+------------------------------------------------------------------------+
|     An implementation of the user counting algorithm suggested in      |
|   Tor Tech Report 2012-10-001 for later integration with metrics-web   |
+------------------------------------------------------------------------+

Instructions (for Debian Squeeze):

Install Java 6 for descriptor parsing and PostgreSQL 8.4 for descriptor
data storage and aggregation:

  $ sudo apt-get install openjdk-6-jdk postgresql-8.4

Create a database user and database:

  $ sudo -u postgres createuser -P karsten
  $ sudo -u postgres createdb -O karsten userstats
  $ echo "password" > ~/.pgpass
  $ chmod 0600 ~/.pgpass
  $ psql -f init-userstats.sql userstats

Run unit tests using pgTAP:

  $ sudo apt-get install pgtap
  $ psql -c 'CREATE SCHEMA tap;' userstats
  $ PGOPTIONS=--search_path=tap psql -d userstats \
    -f /usr/share/postgresql/8.4/contrib/pgtap.sql
  $ pg_prove -d userstats test-userstats.sql

Create empty bin/, lib/, in/, status/, and out/ directories.

Put required .jar files into the lib/ directory.  See metrics-lib.git for
instructions:

  - lib/commons-codec-1.6.jar
  - lib/commons-compress-1.4.1.jar
  - lib/descriptor.jar

Run the run-userstats.sh script:

  $ ./run-userstats.sh

Be patient.

Advanced stuff: the database can also be initialized using descriptor
archives available at https://metrics.torproject.org/data.html.  Only
relay consensuses, relay extra-info descriptors, and bridge descriptors
are required.  Put them into the following directories, ideally after
decompressing (but not extracting them) using bunzip2:

  - in/relay-descriptors/    (consensuses-*.tar and extra-infos-*.tar)
  - in/bridge-descriptors/   (bridge-descriptors-*.tar)

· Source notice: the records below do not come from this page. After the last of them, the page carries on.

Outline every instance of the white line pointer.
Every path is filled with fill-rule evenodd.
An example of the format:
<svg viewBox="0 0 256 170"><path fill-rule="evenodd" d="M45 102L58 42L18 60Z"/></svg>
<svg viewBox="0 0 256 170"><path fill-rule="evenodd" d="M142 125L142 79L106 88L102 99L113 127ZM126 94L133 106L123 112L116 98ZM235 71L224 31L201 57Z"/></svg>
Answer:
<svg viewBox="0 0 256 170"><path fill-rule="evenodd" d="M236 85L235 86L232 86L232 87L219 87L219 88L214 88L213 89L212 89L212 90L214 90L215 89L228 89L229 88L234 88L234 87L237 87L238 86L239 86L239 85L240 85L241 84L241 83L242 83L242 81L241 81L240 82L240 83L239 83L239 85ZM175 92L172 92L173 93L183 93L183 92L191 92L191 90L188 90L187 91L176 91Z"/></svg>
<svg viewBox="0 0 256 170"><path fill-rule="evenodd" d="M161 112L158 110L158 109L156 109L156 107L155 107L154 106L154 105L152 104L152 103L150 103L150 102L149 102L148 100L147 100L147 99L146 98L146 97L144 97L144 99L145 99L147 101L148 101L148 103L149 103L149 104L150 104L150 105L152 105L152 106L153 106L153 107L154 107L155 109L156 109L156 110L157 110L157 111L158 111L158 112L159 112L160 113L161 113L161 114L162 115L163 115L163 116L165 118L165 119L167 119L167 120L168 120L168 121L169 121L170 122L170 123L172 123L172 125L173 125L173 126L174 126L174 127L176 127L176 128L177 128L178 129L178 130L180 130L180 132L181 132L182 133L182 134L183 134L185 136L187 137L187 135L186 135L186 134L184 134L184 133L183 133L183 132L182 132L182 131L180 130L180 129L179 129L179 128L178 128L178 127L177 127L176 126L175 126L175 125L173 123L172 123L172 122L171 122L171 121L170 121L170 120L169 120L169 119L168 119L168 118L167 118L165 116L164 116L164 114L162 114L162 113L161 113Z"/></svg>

Also comment out the rsync command in run-userstats.sh and add a
--stats-date parameter to the java line (see commented out line).  Then
run run-userstats.sh.  After initializing the database, clean up the in/
and out/ directory and don't forget to put back the rsync command in
run-userstats.sh.  It may be easier to set up separate instances of this
tool for initializing the database and for running it on a regular basis.